Et bien, il existait depuis 1839 et jusqu‘en 1957*, des chantiers navals à Chalon-sur-Saône, propriétés de Schneider. En bord de Saône bien entendu, au Petit-Creusot, se construisaient toutes sortes de bateaux et parmi ceux-ci… des sous-marins ! On en vendait même à l’étranger.

Et que fait un sous-marin dès qu’il naît et qu’il peut flotter ? Il est irrésistiblement attiré par la mer. Pour cela, rien de plus simple, direction la Méditerranée via la Saône et… le Rhône !

Oui, aussi loufoque que cela puisse paraître, il est bien passé des sous-marins sous le pont de Rochemaure, pendant la Première Guerre Mondiale et jusqu’aux années 30, de nombreux sous-marins même !

Certes, en raison de la nature du Rhône avec ses hauts fonds et de ses bancs de graviers changeants, on évitait de les faire flotter directement dans les eaux du fleuve, de peur qu’ils ne restent bloqués et soient endommagés avant même d’avoir servi.
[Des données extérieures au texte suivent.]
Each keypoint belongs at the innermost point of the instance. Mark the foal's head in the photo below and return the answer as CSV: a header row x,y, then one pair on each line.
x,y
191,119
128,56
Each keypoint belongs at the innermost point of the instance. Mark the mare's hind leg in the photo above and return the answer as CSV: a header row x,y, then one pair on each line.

Alors, on les embarquait sur des barges pour rejoindre Port-Saint-Louis-du-Rhône. De là, direction la rade de Toulon, à Saint-Mandrier… et le centre d’essais de… Schneider !

Un sous-marin transporté sur un porteur Schneider traversant Lyon.

Avant, pendant et après la Grande Guerre, les migrations de sous-marins du Petit-Creusot à la Méditerranée furent nombreuses mais peu de photos immortalisent cette scène, secret militaire oblige !

Pas loufoque le dessin de Chatmiole ? Très peu, juste l’interprétation par l’artiste d’une vérité avérée !

Promis, la prochaine fois, on vous parlera de la bête qui boucha le port d’Ancône !

*Une activité industrielle de constructions de ponts métalliques continua au Petit-Creusot après 1957, jusqu’en 1984.